The first Hiking the Wheel of the Year guide I worked on was for Imbolc, as it's when I first got the idea. At the time, we had been living in Tennessee less than a year, where the climate was even warmer than our old home in Virginia.
Imbolc means something different in Maine. In my guide, I speak of looking for early flowers; in the south daffodils start to bloom in February. Forsythia shoots deepen, and buds on trees start to wake up. Looking for these signs on a hike for this cross-quarter day was obvious.
In Maine, we are having to learn new signs that the wheel of the year is in fact still turning. The ground is still coated with snow, we go weeks without seeing the temperatures rise above freezing, and snowshoes or microspikes are still very much a necessity for any time spent on trails. I know, scientifically, that due to ocean temperatures this is also the coldest time of year. But in a southern climate, "cold" is relative, and the lengthening of days combined with sustained daytime temperatures above freezing influence the rebirth cycle in a way the frozen north won't see for several more weeks.
Imbolc has always been, to me, a celebration of subtlety. It's internal; both personally, and in the earth. I always find this, of all the pagan Sabbats, hardest to put into words for this reason. "It's about...milk?" I fumble, and usually just say it's the midway point between winter and spring.
But after years of trying to articulate what this season is about--reading other blog posts, writings by elders, spellbooks, seasonal guides, infographs, and pinterest boards, my own meditations, the one word that best describes Imbolc is stirring.
If you are a person who has been pregnant for at least 4-5 months, it is the quickening. Those small, butterfly beats of movement that you can feel long before anyone else can see what is happening. But on the inside, there is life and motion and change. There is proof of something new.
If you have not been or cannot become pregnant--imagine bread. If you are not paying attention, you don't see it as it first starts to rise. It's easy to blink and miss the transition from a ball of wet flour into something puffy and ready to bake. The yeast comes to life during the period of rest. Tiny movements, undetectable to the eye, but growing, growing.

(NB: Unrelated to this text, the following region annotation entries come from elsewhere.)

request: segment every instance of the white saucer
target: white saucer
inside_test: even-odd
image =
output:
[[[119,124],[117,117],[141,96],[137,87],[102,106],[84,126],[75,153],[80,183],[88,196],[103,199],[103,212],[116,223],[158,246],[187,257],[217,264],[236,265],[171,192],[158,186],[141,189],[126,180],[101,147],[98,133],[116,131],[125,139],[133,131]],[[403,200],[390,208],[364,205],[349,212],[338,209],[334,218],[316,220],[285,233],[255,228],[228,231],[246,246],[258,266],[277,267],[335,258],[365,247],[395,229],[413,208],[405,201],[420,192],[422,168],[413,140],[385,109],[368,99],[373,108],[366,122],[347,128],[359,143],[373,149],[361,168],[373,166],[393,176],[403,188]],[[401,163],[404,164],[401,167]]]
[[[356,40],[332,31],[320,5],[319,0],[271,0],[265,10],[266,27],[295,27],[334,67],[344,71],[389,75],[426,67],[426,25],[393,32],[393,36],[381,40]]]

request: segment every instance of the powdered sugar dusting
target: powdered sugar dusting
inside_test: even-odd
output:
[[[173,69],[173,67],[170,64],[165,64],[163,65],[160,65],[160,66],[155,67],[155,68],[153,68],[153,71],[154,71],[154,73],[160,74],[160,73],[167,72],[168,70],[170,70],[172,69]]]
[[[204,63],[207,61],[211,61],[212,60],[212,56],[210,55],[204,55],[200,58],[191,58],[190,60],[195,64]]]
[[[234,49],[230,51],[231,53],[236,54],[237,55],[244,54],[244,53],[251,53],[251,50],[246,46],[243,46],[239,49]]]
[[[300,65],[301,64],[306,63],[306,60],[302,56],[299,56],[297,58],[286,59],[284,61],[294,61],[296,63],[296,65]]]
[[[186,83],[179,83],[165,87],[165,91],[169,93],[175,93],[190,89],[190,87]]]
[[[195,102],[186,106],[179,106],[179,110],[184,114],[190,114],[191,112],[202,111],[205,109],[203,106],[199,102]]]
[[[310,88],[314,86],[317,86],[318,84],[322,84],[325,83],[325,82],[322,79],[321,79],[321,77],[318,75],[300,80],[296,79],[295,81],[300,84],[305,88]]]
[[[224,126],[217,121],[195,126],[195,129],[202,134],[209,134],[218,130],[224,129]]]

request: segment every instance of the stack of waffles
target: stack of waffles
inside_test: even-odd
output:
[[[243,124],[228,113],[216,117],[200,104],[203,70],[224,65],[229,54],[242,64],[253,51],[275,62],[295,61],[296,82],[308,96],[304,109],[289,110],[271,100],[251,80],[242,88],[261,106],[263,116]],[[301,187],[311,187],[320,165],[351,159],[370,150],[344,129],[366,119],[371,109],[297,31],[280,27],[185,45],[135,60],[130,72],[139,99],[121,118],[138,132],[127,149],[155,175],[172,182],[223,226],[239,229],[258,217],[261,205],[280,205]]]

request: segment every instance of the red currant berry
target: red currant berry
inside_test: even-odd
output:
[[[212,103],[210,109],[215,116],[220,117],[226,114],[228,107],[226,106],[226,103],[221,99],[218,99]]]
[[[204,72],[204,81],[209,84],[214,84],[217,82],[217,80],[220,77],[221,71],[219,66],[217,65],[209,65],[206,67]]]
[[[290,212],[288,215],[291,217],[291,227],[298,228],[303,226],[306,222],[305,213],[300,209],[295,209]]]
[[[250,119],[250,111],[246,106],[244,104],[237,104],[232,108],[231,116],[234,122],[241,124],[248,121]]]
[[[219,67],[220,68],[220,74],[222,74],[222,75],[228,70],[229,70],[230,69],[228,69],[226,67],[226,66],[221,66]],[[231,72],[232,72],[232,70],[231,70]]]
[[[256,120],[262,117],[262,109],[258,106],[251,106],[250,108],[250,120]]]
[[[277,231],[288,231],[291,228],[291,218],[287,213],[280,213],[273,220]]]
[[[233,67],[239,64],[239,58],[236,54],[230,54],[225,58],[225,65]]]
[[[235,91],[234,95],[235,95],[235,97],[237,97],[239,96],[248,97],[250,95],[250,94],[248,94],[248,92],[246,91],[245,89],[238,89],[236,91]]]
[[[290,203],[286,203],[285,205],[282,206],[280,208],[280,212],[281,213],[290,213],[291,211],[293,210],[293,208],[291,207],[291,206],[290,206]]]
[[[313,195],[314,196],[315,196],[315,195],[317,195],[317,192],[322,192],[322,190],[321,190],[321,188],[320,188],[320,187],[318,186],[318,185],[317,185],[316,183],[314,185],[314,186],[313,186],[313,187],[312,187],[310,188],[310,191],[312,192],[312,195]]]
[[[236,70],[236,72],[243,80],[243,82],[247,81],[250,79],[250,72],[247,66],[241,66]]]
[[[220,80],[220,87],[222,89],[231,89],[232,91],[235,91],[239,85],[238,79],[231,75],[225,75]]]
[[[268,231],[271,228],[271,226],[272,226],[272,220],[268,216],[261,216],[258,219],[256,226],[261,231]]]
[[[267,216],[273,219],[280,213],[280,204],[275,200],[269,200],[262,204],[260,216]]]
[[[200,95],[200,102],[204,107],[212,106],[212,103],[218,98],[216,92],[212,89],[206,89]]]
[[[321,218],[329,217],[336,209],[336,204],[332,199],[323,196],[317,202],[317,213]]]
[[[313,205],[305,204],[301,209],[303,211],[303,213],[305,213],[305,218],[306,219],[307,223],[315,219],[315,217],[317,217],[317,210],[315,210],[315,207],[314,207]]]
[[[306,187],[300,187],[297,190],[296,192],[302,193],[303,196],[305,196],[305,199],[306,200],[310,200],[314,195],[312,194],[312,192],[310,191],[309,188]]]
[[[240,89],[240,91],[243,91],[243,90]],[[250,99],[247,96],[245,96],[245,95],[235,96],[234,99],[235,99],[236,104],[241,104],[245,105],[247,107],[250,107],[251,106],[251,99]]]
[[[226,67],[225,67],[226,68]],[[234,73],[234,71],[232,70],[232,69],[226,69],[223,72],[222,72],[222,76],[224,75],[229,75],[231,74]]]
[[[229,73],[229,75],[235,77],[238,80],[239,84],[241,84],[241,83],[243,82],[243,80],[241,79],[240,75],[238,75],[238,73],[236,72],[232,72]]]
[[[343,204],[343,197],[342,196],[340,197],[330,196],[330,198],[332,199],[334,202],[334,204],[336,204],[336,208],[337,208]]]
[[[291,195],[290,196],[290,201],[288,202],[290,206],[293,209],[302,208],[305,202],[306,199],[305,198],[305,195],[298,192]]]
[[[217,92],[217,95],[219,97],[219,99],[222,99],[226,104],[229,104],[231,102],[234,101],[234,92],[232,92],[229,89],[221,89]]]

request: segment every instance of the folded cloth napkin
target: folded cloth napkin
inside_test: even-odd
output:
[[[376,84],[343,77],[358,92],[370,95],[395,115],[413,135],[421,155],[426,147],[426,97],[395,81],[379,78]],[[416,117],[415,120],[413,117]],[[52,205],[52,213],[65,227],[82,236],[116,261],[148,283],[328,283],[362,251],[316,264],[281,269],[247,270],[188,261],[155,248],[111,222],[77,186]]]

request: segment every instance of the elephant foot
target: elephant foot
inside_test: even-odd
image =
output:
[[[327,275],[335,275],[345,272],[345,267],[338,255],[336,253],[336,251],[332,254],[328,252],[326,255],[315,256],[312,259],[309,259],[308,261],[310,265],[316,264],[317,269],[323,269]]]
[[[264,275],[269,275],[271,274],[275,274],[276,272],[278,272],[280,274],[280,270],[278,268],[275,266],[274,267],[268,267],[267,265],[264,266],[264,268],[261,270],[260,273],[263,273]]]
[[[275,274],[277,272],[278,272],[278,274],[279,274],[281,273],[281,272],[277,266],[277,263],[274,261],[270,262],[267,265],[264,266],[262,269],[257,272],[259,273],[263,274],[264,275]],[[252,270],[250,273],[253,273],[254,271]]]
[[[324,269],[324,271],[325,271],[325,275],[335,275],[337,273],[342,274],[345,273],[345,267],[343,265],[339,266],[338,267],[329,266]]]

Imbolc is the reminder that these stirrings are happening. To go out and walk and look for them. Even where flowers are months away, we know the days are longer. The sun burns higher in the sky, the light a little bit brighter than the low beams of midwinter. There is color starting to emerge in the forest in the new growth on tree branches, and the brighter greens of evergreen needles.
So yes, hike. Look for these signs of rebirth, as your climate allows. Make plans for the hikes you want to do for the rest of the year--what you want to do while it is still cold. Where the trillium and mountain laurel grow. When the peak bloom of flame azaleas is. The best time to eat ripe blueberries as the low bushes brush against your ankles. Come in from your hike and plan, and dream, and sip tea and look out at the barren woods and know that this stillness is coming to an end.